Italian grandmothers taste test pasta at three price points

Grace Wong/ABC(NEW YORK) — Ease and affordability make pasta a perennial favorite, but today artisans have turned this humble pantry staple into nouvelle cuisine.

By using ingredients like spring water, quality semolina flour and pushing the dough through a bronze extruder, a pound of gourmet spaghetti could cost 10 times more than the average price of supermarket spaghetti. But does pricier mean tastier?

ABC News’ Good Morning America asked Luca Donofrio, head pasta maker at Eataly in New York City, to create a blind taste test comparing dried spaghetti at three different price points: $1, $2.50 and $10 a pound.

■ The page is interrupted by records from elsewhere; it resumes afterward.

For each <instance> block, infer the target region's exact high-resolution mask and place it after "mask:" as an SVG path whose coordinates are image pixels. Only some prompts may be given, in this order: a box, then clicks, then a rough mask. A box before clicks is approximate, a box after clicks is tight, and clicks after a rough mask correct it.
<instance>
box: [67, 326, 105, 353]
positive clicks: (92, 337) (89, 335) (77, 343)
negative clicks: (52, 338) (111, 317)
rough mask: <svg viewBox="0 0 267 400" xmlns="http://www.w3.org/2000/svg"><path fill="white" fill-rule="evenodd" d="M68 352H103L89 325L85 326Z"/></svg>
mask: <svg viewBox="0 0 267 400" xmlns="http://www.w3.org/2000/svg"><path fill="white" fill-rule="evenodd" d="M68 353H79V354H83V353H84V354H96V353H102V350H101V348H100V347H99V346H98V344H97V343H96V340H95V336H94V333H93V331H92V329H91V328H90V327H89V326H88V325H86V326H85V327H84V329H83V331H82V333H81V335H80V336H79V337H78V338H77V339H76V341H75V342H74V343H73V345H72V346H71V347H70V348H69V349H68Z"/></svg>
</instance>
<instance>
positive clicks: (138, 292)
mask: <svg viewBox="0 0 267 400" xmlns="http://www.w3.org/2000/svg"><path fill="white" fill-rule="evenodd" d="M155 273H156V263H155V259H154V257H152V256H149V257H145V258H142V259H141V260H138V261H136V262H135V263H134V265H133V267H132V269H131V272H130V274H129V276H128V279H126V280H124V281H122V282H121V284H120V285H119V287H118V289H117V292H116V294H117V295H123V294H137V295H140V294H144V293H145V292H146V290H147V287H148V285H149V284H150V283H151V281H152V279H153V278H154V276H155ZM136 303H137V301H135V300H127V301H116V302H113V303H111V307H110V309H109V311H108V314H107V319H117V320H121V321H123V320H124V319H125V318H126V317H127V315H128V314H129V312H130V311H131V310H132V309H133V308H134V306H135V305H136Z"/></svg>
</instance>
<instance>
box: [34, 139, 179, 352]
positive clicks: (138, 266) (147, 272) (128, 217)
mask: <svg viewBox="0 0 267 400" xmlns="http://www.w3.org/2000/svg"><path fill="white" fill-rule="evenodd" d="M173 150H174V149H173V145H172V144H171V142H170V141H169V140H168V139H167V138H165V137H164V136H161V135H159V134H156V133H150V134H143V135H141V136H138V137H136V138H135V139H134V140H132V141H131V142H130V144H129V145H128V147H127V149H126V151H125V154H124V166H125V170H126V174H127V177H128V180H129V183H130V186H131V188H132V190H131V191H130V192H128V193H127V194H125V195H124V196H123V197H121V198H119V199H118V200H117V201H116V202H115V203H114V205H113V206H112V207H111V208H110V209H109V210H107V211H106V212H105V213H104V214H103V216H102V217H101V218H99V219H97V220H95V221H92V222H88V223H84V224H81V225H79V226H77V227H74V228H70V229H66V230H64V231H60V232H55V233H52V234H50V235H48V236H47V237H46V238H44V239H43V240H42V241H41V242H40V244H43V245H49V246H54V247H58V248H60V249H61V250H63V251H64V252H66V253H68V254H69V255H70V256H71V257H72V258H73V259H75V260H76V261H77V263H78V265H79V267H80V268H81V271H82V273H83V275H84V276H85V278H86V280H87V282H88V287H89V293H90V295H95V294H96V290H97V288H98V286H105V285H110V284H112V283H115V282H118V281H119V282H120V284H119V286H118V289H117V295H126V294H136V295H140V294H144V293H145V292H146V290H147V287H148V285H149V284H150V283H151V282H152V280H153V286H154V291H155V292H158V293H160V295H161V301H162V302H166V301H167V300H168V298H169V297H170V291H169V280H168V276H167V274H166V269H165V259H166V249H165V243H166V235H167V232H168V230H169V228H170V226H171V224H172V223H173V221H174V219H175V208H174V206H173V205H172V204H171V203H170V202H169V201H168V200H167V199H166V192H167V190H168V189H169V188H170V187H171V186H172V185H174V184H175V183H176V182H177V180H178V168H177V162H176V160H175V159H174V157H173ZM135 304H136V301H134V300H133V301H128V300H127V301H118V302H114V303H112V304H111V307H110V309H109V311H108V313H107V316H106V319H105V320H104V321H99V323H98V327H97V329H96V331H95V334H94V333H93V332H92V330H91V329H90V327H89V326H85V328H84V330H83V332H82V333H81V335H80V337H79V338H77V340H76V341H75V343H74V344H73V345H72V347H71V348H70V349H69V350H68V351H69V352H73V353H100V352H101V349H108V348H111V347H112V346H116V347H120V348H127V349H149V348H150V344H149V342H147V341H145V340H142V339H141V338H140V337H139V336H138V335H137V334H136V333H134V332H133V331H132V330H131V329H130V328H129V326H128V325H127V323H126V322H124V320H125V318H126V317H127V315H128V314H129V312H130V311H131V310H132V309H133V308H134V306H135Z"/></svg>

Donofrio cooked the pasta and dressed it simply with olive oil and garlic, and we invited three experts, or “nonnas” (that’s Italian for grandmother), to take our taste test. The “nonnas” were asked to pick their favorite and which one they thought was the most expensive.

It was a three-way split vote for favorite, and a split vote again for the most expensive, but Nonna Romana Sciddurlo chose the pasta labeled “C” as her favorite and the most expensive.

Sciddurlo, like the other grandmothers who took the test, considers herself a pasta connoisseur — she makes her own pasta and has had her recipes featured in her granddaughter’s cookbook called Cooking with Nonna.

The pasta Sciddurlo chose? The pasta that cost $1 a pound, showing tasty doesn’t have to be expensive.